Shepard is part of the National Black Environmental Justice Network (NBEJN), a national coalition of Black environmental justice groups and grassroots activists founded in 1991. Although the network took a hiatus in 2006 after executive director Damu Smith died, the network just announced that it’s making a comeback against the backdrop of the COVID-19 pandemic and renewed calls to fight racial injustice.

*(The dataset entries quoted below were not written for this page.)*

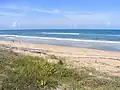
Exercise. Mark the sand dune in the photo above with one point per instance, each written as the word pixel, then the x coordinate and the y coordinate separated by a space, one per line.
pixel 105 61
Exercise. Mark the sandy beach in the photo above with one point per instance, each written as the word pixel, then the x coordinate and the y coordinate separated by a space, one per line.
pixel 104 61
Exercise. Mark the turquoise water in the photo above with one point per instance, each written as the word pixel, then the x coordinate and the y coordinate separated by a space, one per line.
pixel 85 38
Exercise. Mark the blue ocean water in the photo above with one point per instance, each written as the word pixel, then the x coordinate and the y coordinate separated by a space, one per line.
pixel 85 38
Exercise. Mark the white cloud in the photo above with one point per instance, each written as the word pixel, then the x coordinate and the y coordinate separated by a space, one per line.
pixel 68 18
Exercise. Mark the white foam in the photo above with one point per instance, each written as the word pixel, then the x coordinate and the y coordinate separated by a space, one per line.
pixel 59 33
pixel 62 39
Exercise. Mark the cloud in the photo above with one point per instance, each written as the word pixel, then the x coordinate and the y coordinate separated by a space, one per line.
pixel 54 11
pixel 15 24
pixel 11 14
pixel 65 18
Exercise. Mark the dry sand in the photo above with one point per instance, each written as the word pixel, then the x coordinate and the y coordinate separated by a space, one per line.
pixel 105 61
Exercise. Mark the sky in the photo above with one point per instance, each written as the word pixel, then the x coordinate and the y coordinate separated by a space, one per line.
pixel 35 14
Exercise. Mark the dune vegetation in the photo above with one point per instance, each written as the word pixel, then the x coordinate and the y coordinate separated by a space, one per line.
pixel 20 72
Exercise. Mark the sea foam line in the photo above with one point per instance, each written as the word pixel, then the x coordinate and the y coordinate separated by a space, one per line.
pixel 59 33
pixel 62 39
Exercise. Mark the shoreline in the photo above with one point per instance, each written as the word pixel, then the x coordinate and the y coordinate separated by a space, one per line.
pixel 101 60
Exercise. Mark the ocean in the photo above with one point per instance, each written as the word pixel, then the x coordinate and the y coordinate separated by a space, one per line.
pixel 103 39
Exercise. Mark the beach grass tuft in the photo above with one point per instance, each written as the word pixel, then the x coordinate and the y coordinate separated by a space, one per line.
pixel 19 72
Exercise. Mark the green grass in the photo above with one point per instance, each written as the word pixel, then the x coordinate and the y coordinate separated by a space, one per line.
pixel 35 73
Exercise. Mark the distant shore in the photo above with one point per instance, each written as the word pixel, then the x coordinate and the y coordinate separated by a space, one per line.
pixel 101 60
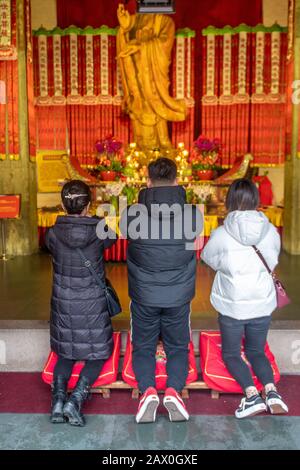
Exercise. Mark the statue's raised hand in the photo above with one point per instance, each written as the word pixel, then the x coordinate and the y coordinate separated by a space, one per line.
pixel 123 17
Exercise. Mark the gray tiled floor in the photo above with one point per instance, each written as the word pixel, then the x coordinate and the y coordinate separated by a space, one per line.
pixel 110 432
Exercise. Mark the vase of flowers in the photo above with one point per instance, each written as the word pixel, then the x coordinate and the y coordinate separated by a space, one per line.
pixel 110 158
pixel 204 157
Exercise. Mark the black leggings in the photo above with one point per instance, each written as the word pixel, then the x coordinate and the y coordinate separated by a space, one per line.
pixel 255 333
pixel 91 369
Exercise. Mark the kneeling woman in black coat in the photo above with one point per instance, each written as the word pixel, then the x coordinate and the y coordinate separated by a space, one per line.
pixel 80 325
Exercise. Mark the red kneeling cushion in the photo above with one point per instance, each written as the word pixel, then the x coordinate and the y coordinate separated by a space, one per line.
pixel 107 376
pixel 161 360
pixel 214 371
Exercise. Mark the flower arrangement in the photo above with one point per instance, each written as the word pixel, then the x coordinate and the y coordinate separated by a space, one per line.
pixel 202 194
pixel 205 153
pixel 110 155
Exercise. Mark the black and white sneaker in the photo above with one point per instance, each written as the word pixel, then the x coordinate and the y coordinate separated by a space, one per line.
pixel 275 404
pixel 250 407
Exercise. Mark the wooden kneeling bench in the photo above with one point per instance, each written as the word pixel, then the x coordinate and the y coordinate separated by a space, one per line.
pixel 120 385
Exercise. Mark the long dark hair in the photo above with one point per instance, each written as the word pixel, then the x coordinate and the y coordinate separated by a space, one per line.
pixel 75 196
pixel 242 196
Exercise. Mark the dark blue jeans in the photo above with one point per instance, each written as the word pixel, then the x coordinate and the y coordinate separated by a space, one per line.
pixel 255 332
pixel 173 326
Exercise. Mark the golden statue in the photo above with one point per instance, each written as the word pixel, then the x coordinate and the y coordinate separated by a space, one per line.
pixel 144 46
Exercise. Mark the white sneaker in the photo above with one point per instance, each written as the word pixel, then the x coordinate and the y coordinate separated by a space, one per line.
pixel 148 406
pixel 250 407
pixel 175 406
pixel 275 403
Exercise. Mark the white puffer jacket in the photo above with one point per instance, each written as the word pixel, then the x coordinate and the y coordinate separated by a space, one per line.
pixel 242 288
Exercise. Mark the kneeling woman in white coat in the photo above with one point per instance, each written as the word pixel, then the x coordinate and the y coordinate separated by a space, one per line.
pixel 243 293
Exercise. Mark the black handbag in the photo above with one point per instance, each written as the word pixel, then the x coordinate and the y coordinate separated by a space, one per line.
pixel 112 299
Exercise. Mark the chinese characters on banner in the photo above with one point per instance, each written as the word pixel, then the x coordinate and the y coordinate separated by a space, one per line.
pixel 8 30
pixel 5 24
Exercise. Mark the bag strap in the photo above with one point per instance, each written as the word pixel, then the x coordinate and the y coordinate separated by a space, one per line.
pixel 260 255
pixel 87 263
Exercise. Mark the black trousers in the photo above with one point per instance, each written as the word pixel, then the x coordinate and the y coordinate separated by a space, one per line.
pixel 91 369
pixel 173 326
pixel 255 332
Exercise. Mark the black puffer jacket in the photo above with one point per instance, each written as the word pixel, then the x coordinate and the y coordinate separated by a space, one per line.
pixel 80 326
pixel 161 272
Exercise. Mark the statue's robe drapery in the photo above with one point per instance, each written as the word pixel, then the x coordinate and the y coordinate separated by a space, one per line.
pixel 144 69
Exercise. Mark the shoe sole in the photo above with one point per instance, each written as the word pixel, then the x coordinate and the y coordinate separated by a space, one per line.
pixel 69 415
pixel 149 414
pixel 277 408
pixel 57 419
pixel 176 412
pixel 253 411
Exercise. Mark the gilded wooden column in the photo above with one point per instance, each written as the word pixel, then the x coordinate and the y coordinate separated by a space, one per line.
pixel 18 176
pixel 291 236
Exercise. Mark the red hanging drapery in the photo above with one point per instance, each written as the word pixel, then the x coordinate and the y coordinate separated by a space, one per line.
pixel 194 14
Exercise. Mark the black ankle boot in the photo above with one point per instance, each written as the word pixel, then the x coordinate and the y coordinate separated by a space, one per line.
pixel 59 395
pixel 72 409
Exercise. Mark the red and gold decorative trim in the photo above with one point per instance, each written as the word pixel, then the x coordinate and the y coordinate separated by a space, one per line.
pixel 210 97
pixel 180 67
pixel 58 80
pixel 89 65
pixel 242 95
pixel 226 97
pixel 104 98
pixel 43 69
pixel 74 96
pixel 275 65
pixel 259 95
pixel 8 30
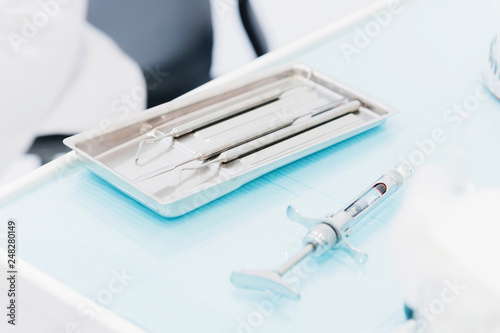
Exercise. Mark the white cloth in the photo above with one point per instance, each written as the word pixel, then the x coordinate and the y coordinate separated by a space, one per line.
pixel 59 75
pixel 446 241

The network’s mission sends a clear message: Environmental injustice is not a single issue. Rather, it’s a constellation of issues including discrimination in housing, jobs, and healthcare. Discriminatory policies such as banks’ government-sanctioned refusal to approve home loans and insurance for people in communities of color, also known as redlining, forced Black families into neighborhoods more likely to be exposed to industrial pollution and extreme heat

Now, these same communities face a surge in unemployment and poverty rates as a result of the economic downturn brought on by the pandemic, and they also are disproportionately dying from the novel coronavirus as a result of a lack of health insurance, unequal access to test sites and higher workplace exposure via employment in essential services. As if that weren’t enough, a recent Harvard study also found a link between air pollution and death from COVID-19.

Given the systemic conditions that disproportionately expose Black people to the coronavirus pandemic, climate change and other worsening crises, NBEJN members — including the network’s co-chairs, environmental justice pioneers Robert Bullard and Beverly Wright — say they are looking to bring in Black lawyers, engineers, leaders, and other experts to join forces to help create an equitable green stimulus package, take on the fossil fuel industry and fight the President’s seemingly endless orders to weaken environmental protections.

Network leaders say COVID-19 recovery legislation could be an opportunity for lawmakers to pass a robust green stimulus package that would focus on environmental justice. Such a green stimulus package, the coalition said, needs to address core issues of systemic racism by, for example, providing green jobs to communities of color.